Starbucks Coffee + Protein – formulated with 100% Arabica coffee and 22g of protein, 5g fiber, minerals, vitamins and 2g of sugar – is positioned into the health and wellness segment; and Propel Clear Protein, a whey powder mix with fiber and electrolytes, targets the functional hydration and GLP-1-friendly space at the same time.

“We always try to leverage as much as we can our existing platforms – it’s cheaper and is a better business decision,” Laguarta said.

“Muscle Milk is a great brand that as we improve the product, will be a great tasting, high levels of protein, good mouth feel and no artificials. It will clearly serve a lot of consumers that are looking for protein drinkable solutions to replace meals or snacks throughout the day It’s a brand that has potential.”

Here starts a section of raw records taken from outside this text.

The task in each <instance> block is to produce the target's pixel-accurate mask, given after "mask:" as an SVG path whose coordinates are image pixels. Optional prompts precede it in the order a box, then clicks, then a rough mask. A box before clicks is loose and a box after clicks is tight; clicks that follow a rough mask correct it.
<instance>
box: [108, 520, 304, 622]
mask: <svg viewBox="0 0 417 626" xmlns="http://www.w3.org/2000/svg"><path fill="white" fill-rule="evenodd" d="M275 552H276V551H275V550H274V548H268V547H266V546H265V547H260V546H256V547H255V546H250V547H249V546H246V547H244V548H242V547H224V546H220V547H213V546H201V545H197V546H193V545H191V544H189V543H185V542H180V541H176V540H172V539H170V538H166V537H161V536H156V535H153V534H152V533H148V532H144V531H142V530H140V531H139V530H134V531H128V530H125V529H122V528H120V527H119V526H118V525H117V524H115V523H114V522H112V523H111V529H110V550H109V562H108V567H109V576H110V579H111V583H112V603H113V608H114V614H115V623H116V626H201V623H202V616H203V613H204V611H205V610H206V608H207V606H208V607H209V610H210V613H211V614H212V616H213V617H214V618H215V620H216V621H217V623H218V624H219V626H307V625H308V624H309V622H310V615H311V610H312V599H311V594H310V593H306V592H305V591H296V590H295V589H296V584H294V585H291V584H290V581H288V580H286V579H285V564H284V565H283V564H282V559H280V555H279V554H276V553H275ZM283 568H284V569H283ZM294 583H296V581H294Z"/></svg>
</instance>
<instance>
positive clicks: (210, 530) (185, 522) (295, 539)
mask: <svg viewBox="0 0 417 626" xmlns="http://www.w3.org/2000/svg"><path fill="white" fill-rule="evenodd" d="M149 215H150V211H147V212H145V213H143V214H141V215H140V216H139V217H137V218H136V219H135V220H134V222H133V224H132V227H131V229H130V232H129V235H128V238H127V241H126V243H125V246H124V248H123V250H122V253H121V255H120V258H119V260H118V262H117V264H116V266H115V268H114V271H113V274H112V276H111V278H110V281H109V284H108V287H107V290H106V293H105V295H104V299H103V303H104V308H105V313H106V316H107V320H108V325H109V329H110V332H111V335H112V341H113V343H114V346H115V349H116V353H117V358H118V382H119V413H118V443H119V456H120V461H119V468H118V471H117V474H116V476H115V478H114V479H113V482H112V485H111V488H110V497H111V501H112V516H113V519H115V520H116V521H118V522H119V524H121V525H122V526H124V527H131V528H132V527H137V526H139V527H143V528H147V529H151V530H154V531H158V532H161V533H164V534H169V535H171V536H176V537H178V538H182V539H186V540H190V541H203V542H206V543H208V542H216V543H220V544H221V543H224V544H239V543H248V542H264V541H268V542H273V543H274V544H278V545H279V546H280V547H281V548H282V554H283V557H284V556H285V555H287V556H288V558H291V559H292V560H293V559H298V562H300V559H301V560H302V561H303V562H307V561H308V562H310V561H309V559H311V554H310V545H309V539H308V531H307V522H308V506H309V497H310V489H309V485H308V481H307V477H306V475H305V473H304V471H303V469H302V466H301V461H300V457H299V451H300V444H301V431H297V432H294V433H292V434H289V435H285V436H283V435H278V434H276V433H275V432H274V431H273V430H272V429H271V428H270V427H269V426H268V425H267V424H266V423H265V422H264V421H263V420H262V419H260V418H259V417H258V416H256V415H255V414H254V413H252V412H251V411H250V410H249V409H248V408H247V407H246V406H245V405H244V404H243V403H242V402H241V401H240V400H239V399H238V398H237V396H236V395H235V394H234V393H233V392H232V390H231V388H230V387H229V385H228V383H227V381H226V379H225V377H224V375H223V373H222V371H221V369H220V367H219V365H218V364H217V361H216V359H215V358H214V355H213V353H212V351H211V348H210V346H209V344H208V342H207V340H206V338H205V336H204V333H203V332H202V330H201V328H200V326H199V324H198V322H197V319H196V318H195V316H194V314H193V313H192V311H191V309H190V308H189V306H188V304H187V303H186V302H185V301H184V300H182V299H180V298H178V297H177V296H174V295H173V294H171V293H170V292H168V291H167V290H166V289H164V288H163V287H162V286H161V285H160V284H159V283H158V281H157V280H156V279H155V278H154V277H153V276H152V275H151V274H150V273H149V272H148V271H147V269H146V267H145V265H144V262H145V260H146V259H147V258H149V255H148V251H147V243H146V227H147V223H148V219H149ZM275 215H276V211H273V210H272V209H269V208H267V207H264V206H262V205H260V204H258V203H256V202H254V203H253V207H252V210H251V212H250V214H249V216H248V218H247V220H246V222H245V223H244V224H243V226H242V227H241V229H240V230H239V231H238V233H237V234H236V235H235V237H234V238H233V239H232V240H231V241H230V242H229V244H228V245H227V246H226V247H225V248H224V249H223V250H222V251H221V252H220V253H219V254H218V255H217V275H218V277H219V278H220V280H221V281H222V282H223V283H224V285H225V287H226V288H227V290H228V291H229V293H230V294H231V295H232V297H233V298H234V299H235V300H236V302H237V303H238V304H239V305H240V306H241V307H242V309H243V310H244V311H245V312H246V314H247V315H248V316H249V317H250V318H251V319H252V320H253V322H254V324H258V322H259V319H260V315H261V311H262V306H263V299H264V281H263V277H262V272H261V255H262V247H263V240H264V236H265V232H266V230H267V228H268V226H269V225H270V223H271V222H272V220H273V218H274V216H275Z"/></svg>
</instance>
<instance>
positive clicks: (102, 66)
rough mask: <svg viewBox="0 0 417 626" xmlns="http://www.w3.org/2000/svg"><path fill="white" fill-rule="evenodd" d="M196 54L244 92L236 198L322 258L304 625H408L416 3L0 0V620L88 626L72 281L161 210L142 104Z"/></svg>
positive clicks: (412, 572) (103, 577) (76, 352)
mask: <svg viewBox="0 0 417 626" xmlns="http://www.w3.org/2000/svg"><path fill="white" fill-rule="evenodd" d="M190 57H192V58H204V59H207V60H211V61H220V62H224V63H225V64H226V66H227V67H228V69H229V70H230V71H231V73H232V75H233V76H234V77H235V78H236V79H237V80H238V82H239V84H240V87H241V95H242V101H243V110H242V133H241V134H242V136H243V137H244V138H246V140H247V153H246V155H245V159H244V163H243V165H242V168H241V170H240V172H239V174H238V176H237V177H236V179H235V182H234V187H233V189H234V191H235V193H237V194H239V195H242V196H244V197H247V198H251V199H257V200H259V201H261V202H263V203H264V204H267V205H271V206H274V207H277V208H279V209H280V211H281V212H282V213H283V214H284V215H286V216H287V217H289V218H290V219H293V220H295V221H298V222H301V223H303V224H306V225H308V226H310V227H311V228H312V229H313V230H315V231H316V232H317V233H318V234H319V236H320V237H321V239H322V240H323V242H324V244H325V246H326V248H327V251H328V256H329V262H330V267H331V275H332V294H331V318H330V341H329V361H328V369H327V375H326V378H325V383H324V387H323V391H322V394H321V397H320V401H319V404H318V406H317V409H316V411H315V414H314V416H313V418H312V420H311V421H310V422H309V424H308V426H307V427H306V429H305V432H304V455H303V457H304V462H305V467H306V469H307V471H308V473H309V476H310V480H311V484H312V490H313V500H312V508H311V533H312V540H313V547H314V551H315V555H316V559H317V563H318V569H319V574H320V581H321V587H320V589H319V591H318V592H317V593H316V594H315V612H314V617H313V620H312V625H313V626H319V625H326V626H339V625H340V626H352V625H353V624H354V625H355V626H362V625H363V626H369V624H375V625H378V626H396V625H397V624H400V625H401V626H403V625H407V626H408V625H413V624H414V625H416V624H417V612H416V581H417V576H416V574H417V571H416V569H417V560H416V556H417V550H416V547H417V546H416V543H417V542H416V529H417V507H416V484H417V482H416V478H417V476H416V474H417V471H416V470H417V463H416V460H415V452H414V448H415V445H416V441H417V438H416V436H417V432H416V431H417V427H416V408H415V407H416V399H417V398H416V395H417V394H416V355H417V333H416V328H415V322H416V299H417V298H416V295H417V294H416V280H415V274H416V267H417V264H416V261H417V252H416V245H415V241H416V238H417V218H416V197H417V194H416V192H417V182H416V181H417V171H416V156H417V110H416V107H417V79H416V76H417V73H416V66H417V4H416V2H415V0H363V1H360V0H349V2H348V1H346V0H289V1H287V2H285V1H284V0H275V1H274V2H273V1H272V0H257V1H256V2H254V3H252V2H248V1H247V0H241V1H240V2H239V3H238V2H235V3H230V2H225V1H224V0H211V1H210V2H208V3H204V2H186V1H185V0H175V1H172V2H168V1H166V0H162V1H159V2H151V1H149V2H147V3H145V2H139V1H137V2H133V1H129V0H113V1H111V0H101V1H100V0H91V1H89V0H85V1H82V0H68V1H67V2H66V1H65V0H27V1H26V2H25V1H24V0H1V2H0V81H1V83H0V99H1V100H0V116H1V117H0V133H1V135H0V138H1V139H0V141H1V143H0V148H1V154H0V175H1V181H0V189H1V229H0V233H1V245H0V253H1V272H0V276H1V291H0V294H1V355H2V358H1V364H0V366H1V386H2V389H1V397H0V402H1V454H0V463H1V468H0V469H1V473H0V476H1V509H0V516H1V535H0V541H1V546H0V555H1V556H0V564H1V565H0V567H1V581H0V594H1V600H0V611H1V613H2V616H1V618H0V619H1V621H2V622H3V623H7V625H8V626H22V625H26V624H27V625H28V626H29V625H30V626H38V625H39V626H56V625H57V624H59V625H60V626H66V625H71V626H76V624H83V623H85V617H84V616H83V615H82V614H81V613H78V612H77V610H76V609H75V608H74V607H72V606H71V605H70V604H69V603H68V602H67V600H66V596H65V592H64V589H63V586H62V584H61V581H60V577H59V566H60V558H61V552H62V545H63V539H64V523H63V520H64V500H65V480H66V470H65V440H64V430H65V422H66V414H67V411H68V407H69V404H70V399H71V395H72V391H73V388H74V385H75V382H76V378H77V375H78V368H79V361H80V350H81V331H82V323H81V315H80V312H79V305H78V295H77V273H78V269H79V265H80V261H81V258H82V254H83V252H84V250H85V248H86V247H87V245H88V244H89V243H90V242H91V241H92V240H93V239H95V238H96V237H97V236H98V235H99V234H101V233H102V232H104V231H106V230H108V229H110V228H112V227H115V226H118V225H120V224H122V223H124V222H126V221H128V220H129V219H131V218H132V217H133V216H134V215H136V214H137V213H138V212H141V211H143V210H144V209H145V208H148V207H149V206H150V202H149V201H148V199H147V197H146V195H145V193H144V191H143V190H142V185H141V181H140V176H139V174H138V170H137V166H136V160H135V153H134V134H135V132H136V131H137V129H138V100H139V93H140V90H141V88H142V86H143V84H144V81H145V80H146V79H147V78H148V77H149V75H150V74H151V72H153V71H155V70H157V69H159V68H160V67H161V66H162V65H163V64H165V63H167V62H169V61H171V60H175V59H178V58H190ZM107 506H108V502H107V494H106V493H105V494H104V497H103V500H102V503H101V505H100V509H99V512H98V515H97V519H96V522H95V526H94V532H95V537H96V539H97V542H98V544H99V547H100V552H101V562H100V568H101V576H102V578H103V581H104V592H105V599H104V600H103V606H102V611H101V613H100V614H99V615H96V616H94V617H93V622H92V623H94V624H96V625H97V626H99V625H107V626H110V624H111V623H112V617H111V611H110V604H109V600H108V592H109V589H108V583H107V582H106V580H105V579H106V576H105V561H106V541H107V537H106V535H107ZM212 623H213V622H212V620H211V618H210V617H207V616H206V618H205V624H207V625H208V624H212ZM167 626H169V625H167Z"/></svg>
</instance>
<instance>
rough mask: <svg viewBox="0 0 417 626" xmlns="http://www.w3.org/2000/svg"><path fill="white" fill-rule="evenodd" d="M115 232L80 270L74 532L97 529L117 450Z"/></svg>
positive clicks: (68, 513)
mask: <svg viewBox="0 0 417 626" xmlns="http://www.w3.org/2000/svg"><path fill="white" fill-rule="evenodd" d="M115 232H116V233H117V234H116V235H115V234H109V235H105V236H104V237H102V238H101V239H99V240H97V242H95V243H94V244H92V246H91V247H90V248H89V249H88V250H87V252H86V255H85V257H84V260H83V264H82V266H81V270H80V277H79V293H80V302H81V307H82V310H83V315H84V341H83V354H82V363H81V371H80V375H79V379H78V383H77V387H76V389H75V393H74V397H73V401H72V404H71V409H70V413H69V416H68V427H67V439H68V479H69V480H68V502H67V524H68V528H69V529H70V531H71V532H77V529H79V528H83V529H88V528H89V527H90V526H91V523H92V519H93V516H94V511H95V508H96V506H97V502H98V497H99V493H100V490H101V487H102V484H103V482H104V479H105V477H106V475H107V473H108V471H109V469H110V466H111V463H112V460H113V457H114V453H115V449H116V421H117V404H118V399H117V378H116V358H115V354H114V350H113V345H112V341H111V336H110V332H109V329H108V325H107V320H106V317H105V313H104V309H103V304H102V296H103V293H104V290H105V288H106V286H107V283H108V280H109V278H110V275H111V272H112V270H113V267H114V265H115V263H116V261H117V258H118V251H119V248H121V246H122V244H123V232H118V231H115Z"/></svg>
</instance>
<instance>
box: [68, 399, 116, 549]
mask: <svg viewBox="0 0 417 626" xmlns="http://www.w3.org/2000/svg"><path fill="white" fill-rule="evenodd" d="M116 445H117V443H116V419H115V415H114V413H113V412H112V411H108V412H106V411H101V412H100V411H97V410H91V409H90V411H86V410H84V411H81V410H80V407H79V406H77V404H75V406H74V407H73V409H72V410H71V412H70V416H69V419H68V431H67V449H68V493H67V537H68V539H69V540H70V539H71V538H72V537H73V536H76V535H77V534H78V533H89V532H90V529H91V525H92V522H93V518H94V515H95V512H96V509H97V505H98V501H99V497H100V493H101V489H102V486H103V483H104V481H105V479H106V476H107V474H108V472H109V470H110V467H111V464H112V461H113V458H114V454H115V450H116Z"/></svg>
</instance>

Also read → PepsiCo hones focus on better-for-you drinks

Turning to Propel, the CEO said: “Propel is a great platform: it has a high penetration in female, and it’s been growing at a double-digit CAGR for the last five, six years. It has a lot of credibility in hydration, but I think it can expand into more. This is why we think that we can take it into more of a functional hydration-plus platform with Propel – focused on females, but not only, both in powders and in liquids.

“That will have a multi-year innovation opportunity for us as we see consumers looking for more functional solutions in drinks that are not even available right now in the market.”

General Mills: Focus on pricing and protein

Cheerios Protein Cookies & Creme
Cheerios Protein has been a winning product line for General Mills in 2025. (Image/General Mills)

It may have shed its North American yogurt portfolio in one of dairy’s biggest 2025 deals, but General Mills remains interested in driving growth through protein-rich offerings.

The company’s group president of North America Retail and North American PET, Dana McNabb, told investors the company has been reacting to ongoing inflationary pressures impacting consumers: a strategy it will stick to in 2026. “With consumers under significant economic pressure, we’re investing to narrow price gaps on some of our biggest product lines or get under key price cliffs with the goal of addressing price value on about two-thirds of our NAR portfolio,” McNabb said.

And in the firm’s Q2 FY26 update in December 2025, CEO Jeffrey Harmening said strong performance from the likes of protein-fortified cereal and other categories will help the group meet its sales objectives.

“Our first half innovation and renovation news delivered the right combination of product benefits; great taste, convenience and affordability that resonate with consumers and drive results ahead of our expectations, including strong performance from Cheerios Protein, Pillsbury’s Bakes Up Bigger news, Mott’s snack bars and Annie’s Super! Mac. With early success on our lineup of bigger and better new product launches we remain on track to deliver a 25% increase in sales from new products in FY26.”

In the second half of the fiscal year, General Mills will focus on launches in the fastest-growing consumer trends in food, he added, including protein.

“On protein, we’re highlighting 50% more chocolate news and our new line of Nature Valley creamy protein snack bars. We’re introducing new indulgent flavors of our fast-growing Nature Valley protein granola line, which generated Nielsen-measured pound growth of nearly 20% in Q2. We’re expanding availability of our Ghost protein cereal line, and we’ll start to scale up a line of Ghost performance nutrition bars that deliver 20 grams of protein, only 2 grams of sugar.”

And so, the protein bubble keeps on growing – and CPG majors continue to make the most of it.